At the end of this lesson, the student is expected to:
In this lesson, we discuss nonparametric methods for density estimation, which are methods that do not require you to assume a particular parametric family for the density that you estimate. These are examples of a broader class of nonparametric methods in general, which can be both probabilistic and non-probabilistic, and be used in machine learning, statistics, and probability.
Suppose that you are a professor teaching a new machine-learning course at KTH, where the grading is composed of timed quizzes and coding assignments. Since the course is given for the first time, you are wondering whether you managed to strike a good balance in the first coding assignment. Let’s investigate!
At first, we have no idea what the distribution of these scores looks like. If the lecture notes sufficiently prepared students regardless of their backgrounds and the assessment tells students apart in a meaningful way, then the score distribution should be wide, with a single mode (i.e., peak). However, if (say) only students with a strong programming background could keep up, then they might form a peak at the higher end, distinct from the other students.
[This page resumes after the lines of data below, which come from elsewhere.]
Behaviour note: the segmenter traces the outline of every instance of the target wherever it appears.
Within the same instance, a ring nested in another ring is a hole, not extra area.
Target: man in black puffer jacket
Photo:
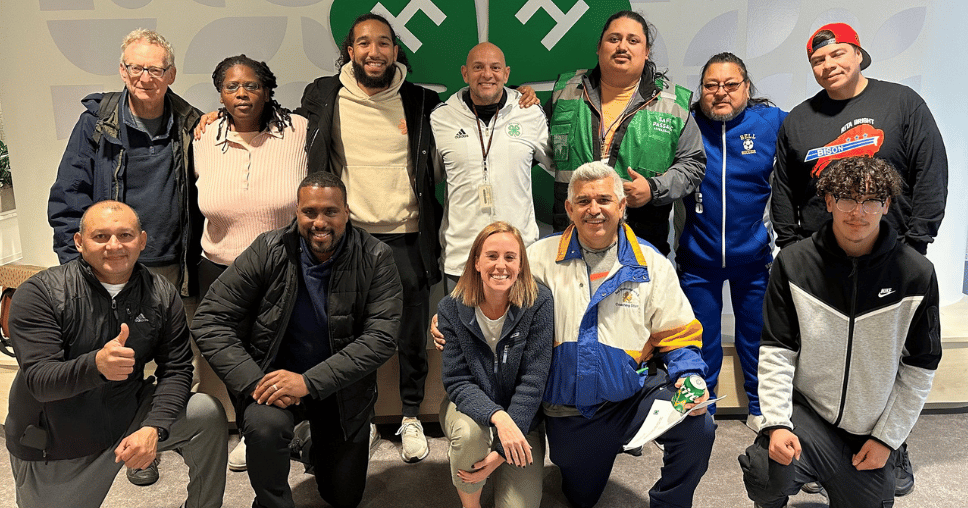
[[[296,221],[264,233],[212,284],[192,333],[239,404],[253,506],[293,506],[289,442],[308,419],[319,493],[357,506],[376,370],[403,308],[390,248],[349,223],[331,173],[299,185]]]

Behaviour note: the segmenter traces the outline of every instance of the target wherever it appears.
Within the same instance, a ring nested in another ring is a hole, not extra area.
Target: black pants
[[[591,418],[547,417],[551,462],[561,469],[561,490],[575,507],[598,503],[617,454],[645,422],[656,400],[670,400],[675,386],[665,371],[649,376],[635,395],[606,402]],[[649,490],[649,506],[692,506],[699,480],[709,467],[716,423],[708,414],[688,416],[656,438],[663,445],[662,473]]]
[[[336,397],[280,409],[250,403],[242,419],[245,461],[255,491],[253,508],[292,508],[289,487],[289,443],[296,423],[309,419],[313,436],[310,461],[323,500],[337,508],[355,507],[363,499],[369,459],[370,426],[361,425],[343,439]]]
[[[228,268],[226,265],[220,265],[214,261],[209,261],[208,259],[200,258],[198,260],[198,298],[201,300],[205,298],[205,294],[208,293],[208,288],[212,287],[212,283],[222,272]]]
[[[848,443],[833,425],[808,406],[793,404],[793,422],[800,440],[800,460],[788,466],[769,458],[770,438],[757,436],[746,455],[739,457],[750,499],[765,508],[785,506],[800,486],[820,482],[831,508],[882,508],[894,506],[894,457],[891,452],[881,469],[858,471],[851,464],[859,442]]]
[[[626,223],[635,232],[635,236],[649,242],[659,250],[663,256],[672,252],[669,245],[669,214],[672,205],[646,204],[641,208],[629,208]]]
[[[373,235],[390,246],[403,284],[403,318],[397,335],[400,358],[400,401],[403,416],[417,416],[427,379],[427,331],[430,329],[430,285],[424,276],[417,233]]]

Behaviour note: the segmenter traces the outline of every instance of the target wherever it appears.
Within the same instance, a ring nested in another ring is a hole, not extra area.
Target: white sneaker
[[[430,454],[430,446],[427,437],[424,436],[423,425],[416,418],[403,418],[397,435],[403,435],[403,448],[400,450],[400,457],[404,462],[420,462]]]
[[[229,471],[245,471],[245,438],[229,454]]]
[[[370,424],[370,451],[372,452],[380,444],[380,431],[376,430],[376,424]]]
[[[746,426],[750,428],[753,432],[759,434],[760,429],[763,428],[763,424],[766,423],[766,417],[763,415],[749,415],[746,417]]]

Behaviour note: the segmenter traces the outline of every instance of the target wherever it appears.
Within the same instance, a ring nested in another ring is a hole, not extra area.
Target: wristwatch
[[[162,441],[168,439],[168,431],[166,429],[163,429],[161,427],[155,427],[155,429],[158,430],[158,442],[159,443],[161,443]]]

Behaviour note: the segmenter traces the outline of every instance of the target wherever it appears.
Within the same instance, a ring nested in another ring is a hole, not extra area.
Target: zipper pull
[[[508,363],[508,346],[507,346],[507,344],[504,345],[504,354],[501,356],[501,364],[503,365],[503,364],[506,364],[506,363]]]

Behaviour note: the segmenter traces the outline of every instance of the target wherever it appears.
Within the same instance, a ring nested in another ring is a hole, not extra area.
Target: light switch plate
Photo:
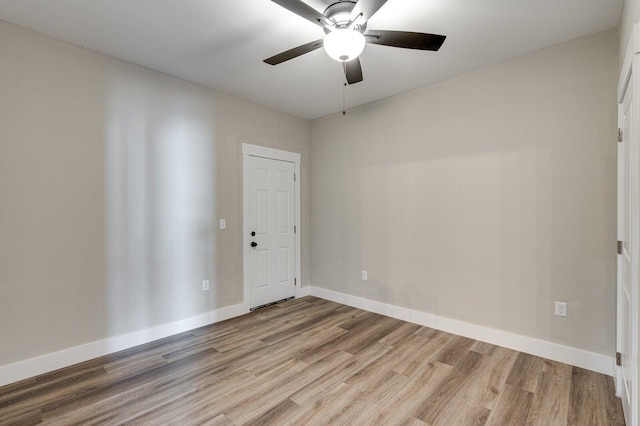
[[[220,229],[227,229],[227,220],[220,219]]]

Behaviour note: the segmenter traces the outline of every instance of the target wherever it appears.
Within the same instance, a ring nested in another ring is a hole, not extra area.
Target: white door
[[[634,80],[624,91],[618,120],[618,394],[627,424],[638,424],[638,144],[634,129]]]
[[[244,227],[249,307],[295,294],[295,164],[248,156]],[[246,285],[246,284],[245,284]]]

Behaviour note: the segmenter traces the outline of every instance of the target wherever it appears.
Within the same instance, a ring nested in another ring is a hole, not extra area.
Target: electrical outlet
[[[227,220],[220,219],[220,229],[227,229]]]
[[[558,315],[560,317],[567,316],[567,303],[566,302],[556,302],[554,315]]]
[[[209,280],[202,281],[202,291],[209,291]]]
[[[362,271],[362,281],[367,280],[367,271]]]

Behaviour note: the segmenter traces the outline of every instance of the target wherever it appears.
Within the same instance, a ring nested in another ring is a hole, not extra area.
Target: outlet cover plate
[[[559,317],[566,317],[567,316],[567,303],[566,302],[556,302],[555,303],[555,309],[554,309],[554,315],[557,315]]]

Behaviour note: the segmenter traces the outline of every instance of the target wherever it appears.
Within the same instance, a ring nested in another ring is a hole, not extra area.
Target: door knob
[[[253,248],[258,247],[258,243],[256,243],[255,241],[251,241],[251,247]]]
[[[256,236],[256,231],[251,231],[251,236],[255,237]]]

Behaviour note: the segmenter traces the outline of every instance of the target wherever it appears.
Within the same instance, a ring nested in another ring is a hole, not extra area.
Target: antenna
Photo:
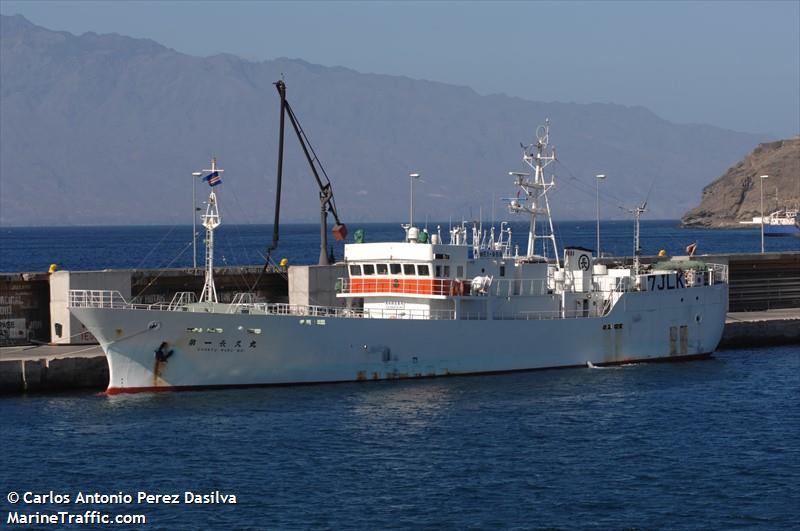
[[[642,206],[638,206],[628,212],[633,213],[633,274],[634,278],[636,279],[636,286],[639,286],[639,256],[641,255],[642,249],[640,245],[640,231],[639,231],[639,218],[642,214],[647,212],[647,200],[645,199]]]

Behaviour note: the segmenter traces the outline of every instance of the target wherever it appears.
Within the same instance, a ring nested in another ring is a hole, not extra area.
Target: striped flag
[[[218,184],[222,184],[222,177],[219,176],[218,171],[209,173],[208,175],[203,177],[203,180],[207,181],[209,186],[216,186]]]

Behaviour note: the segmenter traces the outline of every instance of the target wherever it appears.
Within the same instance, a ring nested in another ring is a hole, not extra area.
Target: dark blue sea
[[[604,227],[604,250],[630,254],[630,224]],[[401,236],[364,228],[368,241]],[[592,222],[558,233],[594,247]],[[524,227],[514,234],[522,246]],[[270,237],[269,227],[223,226],[218,262],[259,264]],[[317,237],[287,226],[276,256],[315,262]],[[694,241],[709,253],[760,247],[752,230],[643,225],[645,254],[682,254]],[[4,228],[1,269],[186,266],[187,242],[186,227]],[[8,501],[51,491],[70,502]],[[237,504],[186,504],[187,491]],[[133,502],[76,504],[79,492]],[[140,504],[139,492],[180,503]],[[102,526],[119,529],[797,529],[800,349],[414,382],[0,398],[0,527],[97,528],[8,520],[92,510],[147,518]]]
[[[439,223],[443,241],[449,241],[447,222]],[[521,254],[526,251],[528,228],[512,223],[512,240]],[[400,224],[353,223],[352,233],[364,229],[366,241],[401,241]],[[486,228],[486,224],[484,224]],[[200,228],[202,230],[202,228]],[[431,233],[437,224],[429,223]],[[559,249],[576,245],[595,249],[594,221],[562,221],[555,226]],[[643,221],[641,245],[644,255],[664,249],[670,255],[685,255],[686,246],[697,243],[697,254],[757,253],[761,250],[759,230],[682,229],[678,221]],[[352,236],[350,237],[352,241]],[[224,265],[263,265],[264,252],[272,242],[270,225],[221,225],[215,233],[215,263]],[[334,254],[341,258],[343,246],[333,241]],[[603,221],[601,251],[604,255],[633,254],[633,223]],[[800,238],[766,238],[770,251],[800,251]],[[541,249],[537,248],[537,252]],[[197,263],[203,264],[203,234],[197,237]],[[288,258],[293,264],[317,263],[319,225],[282,225],[275,261]],[[1,227],[0,271],[47,271],[55,263],[59,269],[90,270],[118,268],[190,267],[192,256],[191,226],[142,227]]]
[[[197,530],[797,529],[799,379],[797,349],[781,347],[416,382],[4,398],[3,498],[220,490],[238,503],[3,499],[0,515],[97,509]]]

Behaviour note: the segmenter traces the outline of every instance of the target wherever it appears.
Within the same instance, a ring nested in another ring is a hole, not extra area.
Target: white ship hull
[[[109,393],[692,358],[716,348],[726,310],[725,284],[625,293],[603,317],[531,320],[72,308],[106,352]],[[520,337],[541,342],[531,346]],[[159,349],[166,361],[158,360]]]

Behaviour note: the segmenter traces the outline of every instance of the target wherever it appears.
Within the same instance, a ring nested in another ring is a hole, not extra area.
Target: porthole
[[[701,321],[700,314],[695,315],[694,320],[699,323]]]

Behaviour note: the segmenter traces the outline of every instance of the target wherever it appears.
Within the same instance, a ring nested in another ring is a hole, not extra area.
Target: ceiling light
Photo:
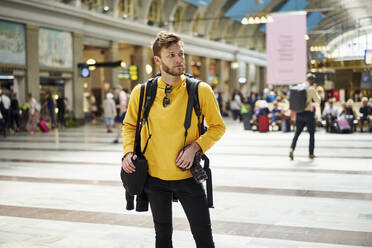
[[[259,24],[260,22],[261,22],[260,18],[258,16],[256,16],[254,18],[254,23]]]
[[[267,22],[268,23],[274,22],[274,18],[272,16],[267,16]]]
[[[243,25],[247,25],[248,24],[248,18],[244,16],[243,19],[242,19],[242,21],[241,21],[241,23]]]
[[[251,16],[251,17],[249,17],[249,19],[248,19],[248,23],[249,24],[254,24],[254,18]]]
[[[87,60],[87,64],[88,65],[94,65],[96,63],[96,60],[95,59],[88,59]]]
[[[262,16],[262,17],[261,17],[261,23],[266,23],[266,22],[267,22],[266,17]]]

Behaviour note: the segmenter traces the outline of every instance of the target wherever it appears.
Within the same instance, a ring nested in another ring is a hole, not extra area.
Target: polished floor
[[[372,247],[372,134],[227,132],[208,155],[217,248]],[[121,144],[103,126],[0,138],[1,248],[150,248],[149,212],[125,210]],[[171,144],[170,144],[171,145]],[[195,247],[174,203],[174,247]]]

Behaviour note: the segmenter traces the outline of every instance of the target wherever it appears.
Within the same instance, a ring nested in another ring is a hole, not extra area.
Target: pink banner
[[[266,24],[267,83],[286,85],[306,79],[306,13],[273,14]]]

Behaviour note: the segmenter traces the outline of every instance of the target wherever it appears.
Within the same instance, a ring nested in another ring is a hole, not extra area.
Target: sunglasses
[[[163,98],[163,107],[164,108],[170,104],[170,99],[168,97],[168,94],[170,94],[171,92],[172,92],[172,87],[167,85],[165,87],[165,97]]]

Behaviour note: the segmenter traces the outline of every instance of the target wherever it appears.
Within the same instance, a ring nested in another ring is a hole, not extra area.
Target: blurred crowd
[[[318,127],[333,133],[372,131],[372,98],[358,95],[360,101],[355,102],[353,99],[337,101],[334,97],[325,100],[323,87],[318,86],[316,90],[321,98],[320,105],[313,103]],[[216,93],[217,100],[218,97]],[[246,130],[289,132],[296,127],[296,112],[290,109],[289,91],[266,88],[260,94],[244,94],[236,89],[224,103],[220,104],[222,113],[225,116],[231,113],[232,119],[242,122]]]

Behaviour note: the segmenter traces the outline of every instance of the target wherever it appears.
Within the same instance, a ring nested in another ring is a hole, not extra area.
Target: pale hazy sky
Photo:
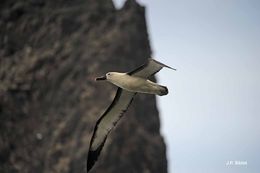
[[[177,68],[157,76],[169,173],[259,173],[260,1],[139,2],[153,56]]]

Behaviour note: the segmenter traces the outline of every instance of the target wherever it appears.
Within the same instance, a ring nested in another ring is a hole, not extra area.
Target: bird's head
[[[100,81],[100,80],[112,81],[114,78],[116,78],[117,76],[120,76],[121,74],[123,74],[123,73],[108,72],[108,73],[106,73],[105,76],[97,77],[97,78],[96,78],[96,81]]]

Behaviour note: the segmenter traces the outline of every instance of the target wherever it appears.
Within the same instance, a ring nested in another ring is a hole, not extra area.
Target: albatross
[[[159,85],[148,79],[163,67],[176,70],[149,58],[145,64],[131,72],[108,72],[105,76],[96,78],[96,81],[108,81],[116,85],[118,89],[114,100],[95,125],[87,156],[87,172],[94,166],[109,132],[126,112],[136,93],[155,94],[159,96],[168,94],[166,86]]]

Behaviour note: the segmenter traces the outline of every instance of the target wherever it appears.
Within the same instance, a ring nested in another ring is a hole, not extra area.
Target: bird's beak
[[[106,76],[97,77],[96,81],[99,81],[99,80],[107,80],[107,77]]]

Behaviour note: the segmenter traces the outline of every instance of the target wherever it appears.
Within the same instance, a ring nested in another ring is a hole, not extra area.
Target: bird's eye
[[[110,73],[107,74],[108,76],[110,75]]]

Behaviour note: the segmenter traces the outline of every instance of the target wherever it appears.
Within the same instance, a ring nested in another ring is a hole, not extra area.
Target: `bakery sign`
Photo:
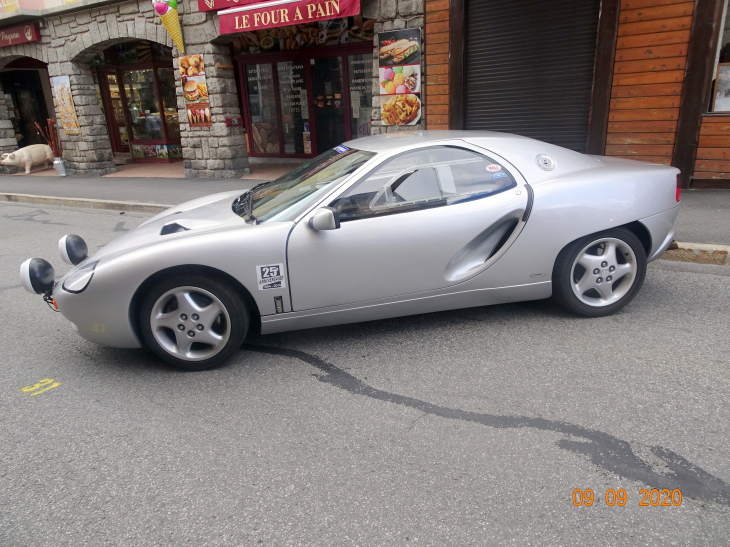
[[[245,0],[243,0],[245,1]],[[349,17],[360,13],[360,0],[274,0],[218,12],[221,34]]]
[[[40,39],[41,33],[38,30],[38,23],[0,29],[0,47],[17,46],[18,44],[37,42]]]

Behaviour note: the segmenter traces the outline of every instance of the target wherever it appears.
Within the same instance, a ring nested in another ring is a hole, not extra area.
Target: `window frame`
[[[503,171],[506,171],[507,174],[512,177],[512,180],[514,181],[514,184],[510,184],[508,186],[505,186],[502,189],[496,190],[494,192],[475,192],[474,194],[468,195],[464,194],[462,196],[462,199],[459,199],[455,202],[448,203],[447,200],[448,197],[441,197],[441,198],[424,198],[420,200],[415,201],[408,201],[404,202],[402,205],[395,205],[390,206],[387,208],[383,208],[381,211],[375,213],[375,214],[368,214],[364,216],[360,216],[357,218],[340,218],[340,221],[342,223],[347,222],[353,222],[357,220],[369,220],[369,219],[375,219],[385,216],[391,216],[394,214],[401,214],[401,213],[411,213],[416,211],[423,211],[426,209],[433,209],[436,207],[449,207],[453,205],[459,205],[461,203],[466,203],[469,201],[476,201],[488,198],[490,196],[496,196],[497,194],[501,194],[502,192],[506,192],[507,190],[512,190],[515,188],[519,188],[520,186],[523,186],[525,184],[524,178],[521,176],[521,173],[508,161],[506,161],[504,158],[499,156],[498,154],[495,154],[491,150],[487,150],[486,148],[481,148],[476,145],[472,145],[471,143],[467,143],[465,141],[459,141],[458,144],[454,141],[447,141],[447,142],[429,142],[424,143],[423,146],[413,147],[409,150],[395,152],[393,154],[389,154],[387,157],[384,157],[382,161],[380,161],[377,165],[375,165],[372,169],[369,169],[366,173],[363,175],[357,177],[356,180],[353,180],[351,184],[347,184],[347,187],[342,188],[341,191],[336,196],[328,196],[325,197],[323,202],[320,203],[319,206],[326,205],[328,207],[336,207],[337,201],[343,198],[344,194],[347,194],[350,192],[353,188],[357,187],[360,183],[367,180],[370,176],[372,176],[374,173],[376,173],[378,170],[382,169],[388,162],[397,159],[399,156],[402,156],[404,154],[410,154],[414,152],[424,152],[427,150],[432,150],[435,148],[456,148],[458,150],[464,150],[467,152],[471,152],[472,154],[475,154],[479,156],[481,159],[483,159],[486,162],[492,162],[497,163],[502,167]],[[489,154],[489,155],[487,155]],[[376,156],[377,157],[377,156]],[[448,162],[446,164],[451,164],[452,162]],[[458,160],[454,160],[453,163],[461,163]],[[444,162],[439,163],[439,165],[444,165]],[[400,171],[398,171],[394,176],[390,177],[388,182],[384,184],[381,189],[376,193],[376,195],[371,199],[370,203],[374,203],[385,191],[386,187],[390,188],[392,184],[398,180],[401,176],[408,172],[416,172],[421,167],[431,167],[433,168],[433,164],[425,164],[425,165],[419,165],[419,166],[410,166],[408,168],[404,168]],[[440,183],[439,183],[440,187]],[[479,196],[479,197],[473,197],[473,196]],[[452,196],[455,197],[455,196]]]

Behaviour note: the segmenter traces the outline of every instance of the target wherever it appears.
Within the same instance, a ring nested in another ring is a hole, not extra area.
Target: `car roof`
[[[402,131],[362,137],[346,142],[345,146],[357,150],[366,150],[368,152],[394,152],[397,149],[410,148],[433,141],[451,139],[471,140],[475,138],[494,139],[495,141],[503,139],[534,140],[529,137],[512,135],[510,133],[498,133],[496,131]]]
[[[395,152],[397,154],[414,146],[448,140],[467,142],[483,148],[485,151],[498,154],[519,169],[530,184],[602,165],[597,158],[567,148],[521,135],[496,131],[397,132],[363,137],[349,141],[345,145],[356,150],[377,153]],[[536,158],[541,154],[547,154],[553,158],[554,170],[546,171],[538,166]]]

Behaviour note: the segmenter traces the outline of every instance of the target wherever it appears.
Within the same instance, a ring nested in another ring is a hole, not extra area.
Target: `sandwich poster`
[[[178,67],[190,127],[212,126],[203,56],[188,55],[187,57],[180,57]]]
[[[71,78],[69,76],[54,76],[51,78],[51,88],[56,97],[56,110],[61,119],[61,127],[68,135],[81,133],[79,120],[76,117],[74,99],[71,96]]]
[[[421,29],[378,34],[382,125],[415,125],[421,119]]]

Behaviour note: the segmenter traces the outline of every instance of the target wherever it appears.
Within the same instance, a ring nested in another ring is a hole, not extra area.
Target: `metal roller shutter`
[[[467,0],[466,129],[585,152],[600,0]]]

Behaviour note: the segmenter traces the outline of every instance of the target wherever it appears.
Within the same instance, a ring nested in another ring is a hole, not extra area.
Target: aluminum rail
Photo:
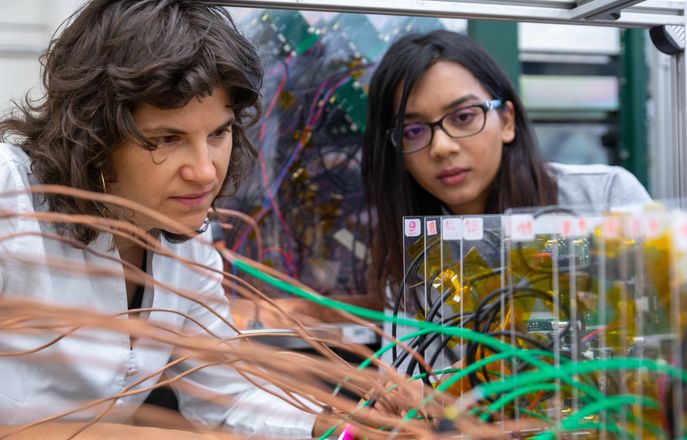
[[[615,20],[620,17],[620,11],[641,2],[642,0],[588,0],[586,3],[578,3],[571,10],[570,18],[572,20],[580,18],[608,18]],[[617,16],[614,17],[614,14],[617,14]]]
[[[484,18],[615,27],[684,26],[678,0],[202,0],[225,6],[366,14]],[[617,20],[608,14],[617,12]]]

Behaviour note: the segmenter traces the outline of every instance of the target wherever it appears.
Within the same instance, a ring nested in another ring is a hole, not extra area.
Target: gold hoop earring
[[[100,183],[103,184],[103,192],[107,192],[107,185],[105,185],[105,176],[103,175],[103,170],[100,170]]]

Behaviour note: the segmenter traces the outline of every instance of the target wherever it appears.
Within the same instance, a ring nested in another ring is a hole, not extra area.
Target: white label
[[[574,235],[575,217],[566,215],[558,219],[558,233],[563,238],[571,238]]]
[[[640,238],[643,235],[644,225],[642,219],[636,215],[628,215],[625,217],[625,235],[628,238]]]
[[[620,219],[617,216],[604,216],[601,220],[601,237],[605,239],[620,237]]]
[[[437,235],[437,221],[427,220],[427,235]]]
[[[573,237],[586,237],[589,234],[589,220],[586,217],[575,219],[573,234]]]
[[[466,240],[482,240],[484,238],[484,222],[481,217],[463,219],[463,238]]]
[[[559,216],[540,215],[534,219],[534,234],[558,234]]]
[[[511,215],[510,233],[513,241],[534,240],[534,217],[532,214]]]
[[[647,215],[644,225],[644,234],[646,234],[646,238],[648,239],[658,238],[661,235],[661,218],[658,215]]]
[[[460,218],[449,217],[441,219],[442,240],[461,240],[463,238],[463,222]]]
[[[418,237],[422,232],[420,220],[417,218],[407,218],[404,221],[406,237]]]

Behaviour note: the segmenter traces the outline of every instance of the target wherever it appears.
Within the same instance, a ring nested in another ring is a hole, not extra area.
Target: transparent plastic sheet
[[[536,418],[554,432],[601,437],[683,433],[683,385],[656,367],[684,374],[687,213],[672,206],[678,202],[605,213],[550,207],[405,218],[405,304],[417,307],[417,292],[429,299],[418,318],[477,331],[520,353],[548,353],[537,365],[456,339],[451,359],[429,351],[425,360],[441,370],[487,358],[448,389],[457,401],[479,401],[473,412],[484,421]],[[409,262],[440,269],[412,272]],[[527,382],[538,372],[540,382]],[[525,385],[518,390],[518,383]],[[475,390],[500,386],[508,391],[475,399]]]

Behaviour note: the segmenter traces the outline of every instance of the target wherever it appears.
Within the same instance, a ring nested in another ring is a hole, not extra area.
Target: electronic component
[[[455,373],[437,375],[437,389],[456,396],[505,389],[539,371],[536,384],[492,395],[477,415],[536,417],[577,434],[684,432],[675,377],[686,373],[662,366],[684,368],[687,212],[408,217],[404,234],[395,314],[486,337],[429,333],[408,341],[434,371],[482,365],[457,381]],[[408,334],[399,330],[396,337]],[[492,338],[518,356],[499,356],[506,349]],[[417,361],[402,363],[406,352],[394,357],[404,373],[424,372]],[[547,376],[547,365],[570,376]]]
We might be tempted to fit a Gaussian to this data, or perhaps a simple GMM, but it is not clear if such an approach will be a able to offer good description of the shape of the underlying distribution that the data came from.
Instead of assuming a specific parametric form for our model, we turn to nonparametric probabilistic approaches, which are designed to (at least in theory) be able to adapt to any possible shape that the data distribution may have. The nonparametric methods we will cover are typically used for explorative analysis and visualisation, rather than solving complex density-estimation problems.